E ancora: <<La commissione lingua sarda della Università di Sassari si mette al servizio della Sardegna e può contribuire a radicare delle competenze diffuse sulle quali si deve costruire una politica linguistica per il futuro. Per quanto concerne le posizioni scientifiche sulle quali l’Università di Sassari si sta attestando, sono convinto che non siano di retroguardia, tutt’altro: penso anzi che il lavoro linguistico che si è fatto in Sardegna in questi anni ci metta ai primi posti in Europa come laboratorio di soluzioni fondate sulla problematicità del territorio. Occorre quindi partire dall’orgoglio per il livello fin qui raggiunto dagli studi universitari, ma anche dalla riflessione di taluni appassionati, nel campo della tutela delle lingue minoritarie. Questo anche grazie all’attività della Regione, che pure è arrivata in ritardo a confrontarsi su questi temi. Anche il tentativo di rappresentare i sardi come pocos, locos e malunidos è un modo gravissimo di svalutare la cultura della Sardegna che dobbiamo assolutamente abbandonare. Dobbiamo dunque partire dal rispetto per i sardi, dal rispetto per le persone, pronti a confrontarci con chiunque, senza rinunciare però al valore aggiunto che ha l’Università, soprattutto un Ateneo storico come il nostro, che compie quest’anno 450 anni di vita e che si mette al servizio dei sardi. C’è un ultimo aspetto che ci sta a cuore. Il nostro bacino di utenza, assai più di quanto accade per l’Università di Cagliari, include studenti che provengono da aree sardofone, ma anche di espressione sassarese, gallurese e catalana. Insomma, ci troviamo a offrire i nostri servizi a un’area tradizionalmente caratterizzata dalla compresenza di lingue e varietà di lingue, circostanza che ai nostri occhi rappresenta una ricchezza da esaltare e valorizzare. Come Rettore dell’Università di Sassari, poi, vorrei tranquillizzare tutti sulla volontà dell’Ateneo che rappresento di fare quanto possibile per preservare e valorizzare una simile ricchezza linguistica che la storia ci ha consegnato>>.

Il nostro Ateneo vanta una tradizione di studi in materia di Lingua Sarda: penso a Massimo Pittau, Nicola Tanda, Giulio Paulis, Giovanni Lupinu, ma anche a tanti altri, più o meno strutturati e incardinati nell’Accademia (a p. 118 l’autore cita anche Dino Manca, Fiorenzo Toso, Carlo Schirru).

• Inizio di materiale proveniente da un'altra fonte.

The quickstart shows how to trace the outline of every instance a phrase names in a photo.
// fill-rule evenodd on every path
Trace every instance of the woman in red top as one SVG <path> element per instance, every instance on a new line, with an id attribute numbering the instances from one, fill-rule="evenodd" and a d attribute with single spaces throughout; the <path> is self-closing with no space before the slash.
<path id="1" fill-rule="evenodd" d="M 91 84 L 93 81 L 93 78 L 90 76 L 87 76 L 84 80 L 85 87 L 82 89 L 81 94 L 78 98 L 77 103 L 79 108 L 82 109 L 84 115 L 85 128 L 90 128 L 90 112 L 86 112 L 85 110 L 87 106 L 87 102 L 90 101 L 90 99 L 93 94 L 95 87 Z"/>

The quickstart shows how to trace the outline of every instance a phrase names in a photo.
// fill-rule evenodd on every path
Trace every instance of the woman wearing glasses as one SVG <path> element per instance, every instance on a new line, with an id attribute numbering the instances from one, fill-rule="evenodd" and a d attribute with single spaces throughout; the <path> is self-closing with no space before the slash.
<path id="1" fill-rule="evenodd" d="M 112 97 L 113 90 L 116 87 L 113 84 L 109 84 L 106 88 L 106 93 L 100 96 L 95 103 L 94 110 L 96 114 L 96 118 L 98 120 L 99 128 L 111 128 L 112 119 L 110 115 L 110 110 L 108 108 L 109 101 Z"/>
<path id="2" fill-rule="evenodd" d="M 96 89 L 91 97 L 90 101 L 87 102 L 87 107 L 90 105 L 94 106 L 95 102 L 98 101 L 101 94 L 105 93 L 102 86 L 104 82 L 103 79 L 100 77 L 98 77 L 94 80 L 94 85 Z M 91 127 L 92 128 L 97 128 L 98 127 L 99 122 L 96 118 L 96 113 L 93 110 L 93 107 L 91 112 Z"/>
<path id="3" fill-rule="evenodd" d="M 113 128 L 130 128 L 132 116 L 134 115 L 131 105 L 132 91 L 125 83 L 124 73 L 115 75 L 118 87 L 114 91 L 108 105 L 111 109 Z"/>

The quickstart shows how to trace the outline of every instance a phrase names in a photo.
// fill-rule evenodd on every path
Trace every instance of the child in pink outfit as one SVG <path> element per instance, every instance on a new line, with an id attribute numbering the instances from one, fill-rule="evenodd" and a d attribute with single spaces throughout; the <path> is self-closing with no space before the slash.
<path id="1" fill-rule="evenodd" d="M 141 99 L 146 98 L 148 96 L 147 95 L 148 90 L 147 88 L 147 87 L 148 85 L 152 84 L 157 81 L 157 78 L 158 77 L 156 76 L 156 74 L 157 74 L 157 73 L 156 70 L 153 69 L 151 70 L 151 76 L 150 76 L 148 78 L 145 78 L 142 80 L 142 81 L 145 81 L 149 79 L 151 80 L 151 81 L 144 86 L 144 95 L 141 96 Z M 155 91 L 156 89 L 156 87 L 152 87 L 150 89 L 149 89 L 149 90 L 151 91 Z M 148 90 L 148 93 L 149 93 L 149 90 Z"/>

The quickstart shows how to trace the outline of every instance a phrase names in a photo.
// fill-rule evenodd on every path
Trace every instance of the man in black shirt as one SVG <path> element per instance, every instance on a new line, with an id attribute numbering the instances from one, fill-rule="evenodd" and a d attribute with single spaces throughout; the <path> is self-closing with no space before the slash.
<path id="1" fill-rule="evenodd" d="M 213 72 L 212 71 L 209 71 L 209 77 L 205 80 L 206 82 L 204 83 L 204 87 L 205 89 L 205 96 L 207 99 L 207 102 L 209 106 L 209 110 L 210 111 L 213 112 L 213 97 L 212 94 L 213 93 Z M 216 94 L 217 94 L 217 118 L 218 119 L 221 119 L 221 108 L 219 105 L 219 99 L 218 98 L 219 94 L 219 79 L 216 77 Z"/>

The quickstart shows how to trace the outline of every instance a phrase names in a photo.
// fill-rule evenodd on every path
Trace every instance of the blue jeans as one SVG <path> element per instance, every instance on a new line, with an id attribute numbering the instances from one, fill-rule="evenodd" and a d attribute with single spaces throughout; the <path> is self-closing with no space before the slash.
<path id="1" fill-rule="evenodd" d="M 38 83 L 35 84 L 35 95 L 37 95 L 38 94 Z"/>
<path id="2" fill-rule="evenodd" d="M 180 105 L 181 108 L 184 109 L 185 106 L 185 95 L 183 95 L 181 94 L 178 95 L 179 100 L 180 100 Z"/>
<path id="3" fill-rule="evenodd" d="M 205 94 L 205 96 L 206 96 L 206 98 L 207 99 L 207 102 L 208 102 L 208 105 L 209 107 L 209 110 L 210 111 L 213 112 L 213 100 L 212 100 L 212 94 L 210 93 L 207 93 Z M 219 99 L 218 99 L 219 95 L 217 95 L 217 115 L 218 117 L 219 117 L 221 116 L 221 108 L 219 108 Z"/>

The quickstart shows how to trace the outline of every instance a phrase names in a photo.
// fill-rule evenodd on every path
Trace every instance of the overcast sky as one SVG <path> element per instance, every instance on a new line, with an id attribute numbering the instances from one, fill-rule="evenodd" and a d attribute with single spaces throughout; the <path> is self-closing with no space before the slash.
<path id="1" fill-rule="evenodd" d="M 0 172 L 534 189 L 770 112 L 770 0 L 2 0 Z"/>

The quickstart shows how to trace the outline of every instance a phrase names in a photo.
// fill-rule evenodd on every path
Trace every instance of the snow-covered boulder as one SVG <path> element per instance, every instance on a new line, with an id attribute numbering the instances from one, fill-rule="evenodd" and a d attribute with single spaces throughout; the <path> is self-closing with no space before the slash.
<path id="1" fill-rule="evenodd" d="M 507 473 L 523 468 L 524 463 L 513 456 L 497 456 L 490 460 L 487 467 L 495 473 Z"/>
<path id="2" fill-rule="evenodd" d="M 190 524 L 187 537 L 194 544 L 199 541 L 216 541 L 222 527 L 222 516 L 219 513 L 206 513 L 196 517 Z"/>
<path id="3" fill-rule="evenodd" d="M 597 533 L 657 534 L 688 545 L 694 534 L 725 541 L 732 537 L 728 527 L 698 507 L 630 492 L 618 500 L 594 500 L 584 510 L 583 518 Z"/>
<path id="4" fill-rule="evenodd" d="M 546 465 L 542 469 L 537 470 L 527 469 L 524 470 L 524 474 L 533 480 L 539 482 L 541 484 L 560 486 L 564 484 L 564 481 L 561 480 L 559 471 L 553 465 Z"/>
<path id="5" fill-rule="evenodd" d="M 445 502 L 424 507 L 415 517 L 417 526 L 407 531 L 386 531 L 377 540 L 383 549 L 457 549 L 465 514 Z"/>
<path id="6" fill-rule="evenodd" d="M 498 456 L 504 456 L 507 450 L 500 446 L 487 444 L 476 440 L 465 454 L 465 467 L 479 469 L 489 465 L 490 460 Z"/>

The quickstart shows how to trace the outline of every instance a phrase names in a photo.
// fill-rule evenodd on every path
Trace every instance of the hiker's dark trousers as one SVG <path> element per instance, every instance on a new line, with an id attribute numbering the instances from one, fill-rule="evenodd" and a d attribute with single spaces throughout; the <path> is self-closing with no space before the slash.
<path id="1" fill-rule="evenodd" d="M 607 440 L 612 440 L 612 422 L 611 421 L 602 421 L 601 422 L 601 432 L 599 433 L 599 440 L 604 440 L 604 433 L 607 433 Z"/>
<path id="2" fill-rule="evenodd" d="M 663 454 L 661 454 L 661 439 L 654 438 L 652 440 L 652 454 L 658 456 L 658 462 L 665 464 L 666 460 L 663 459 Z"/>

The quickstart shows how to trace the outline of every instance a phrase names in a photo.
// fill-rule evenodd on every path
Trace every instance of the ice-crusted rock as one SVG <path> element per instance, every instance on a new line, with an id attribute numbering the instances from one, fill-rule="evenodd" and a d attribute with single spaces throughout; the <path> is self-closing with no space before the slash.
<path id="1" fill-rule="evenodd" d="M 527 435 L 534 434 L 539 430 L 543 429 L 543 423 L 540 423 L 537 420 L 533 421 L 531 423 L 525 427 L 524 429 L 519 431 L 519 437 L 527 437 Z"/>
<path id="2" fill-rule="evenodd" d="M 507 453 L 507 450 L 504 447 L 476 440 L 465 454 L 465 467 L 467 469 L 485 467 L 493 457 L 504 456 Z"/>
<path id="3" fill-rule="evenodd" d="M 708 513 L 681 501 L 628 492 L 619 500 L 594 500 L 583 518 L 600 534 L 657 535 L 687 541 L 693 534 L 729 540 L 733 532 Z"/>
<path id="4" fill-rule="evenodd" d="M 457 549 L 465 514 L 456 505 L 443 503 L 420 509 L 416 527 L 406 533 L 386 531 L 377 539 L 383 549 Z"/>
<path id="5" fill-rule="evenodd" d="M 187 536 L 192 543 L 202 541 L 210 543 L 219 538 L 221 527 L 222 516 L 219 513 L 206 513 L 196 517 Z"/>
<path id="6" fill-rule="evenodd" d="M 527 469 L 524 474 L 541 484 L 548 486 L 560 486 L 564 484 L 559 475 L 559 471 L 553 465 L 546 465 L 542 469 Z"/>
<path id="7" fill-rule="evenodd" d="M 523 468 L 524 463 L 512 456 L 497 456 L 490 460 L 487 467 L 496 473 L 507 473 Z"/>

Di conseguenza non posso accettare, in qualità di Rettore, giudizi offensivi che l’immagine e il prestigio dell’Ateneo ci autorizzano a rifiutare.

Credo che ciascuno sia libero di scrivere e di pubblicare quello che crede: il rischio è però che la posizione di Corongiu direttore del Servizio Lingua Sarda venga confusa con la posizione dell’Assessore e della Regione Sarda, che vorrei venisse precisata in sede ufficiale.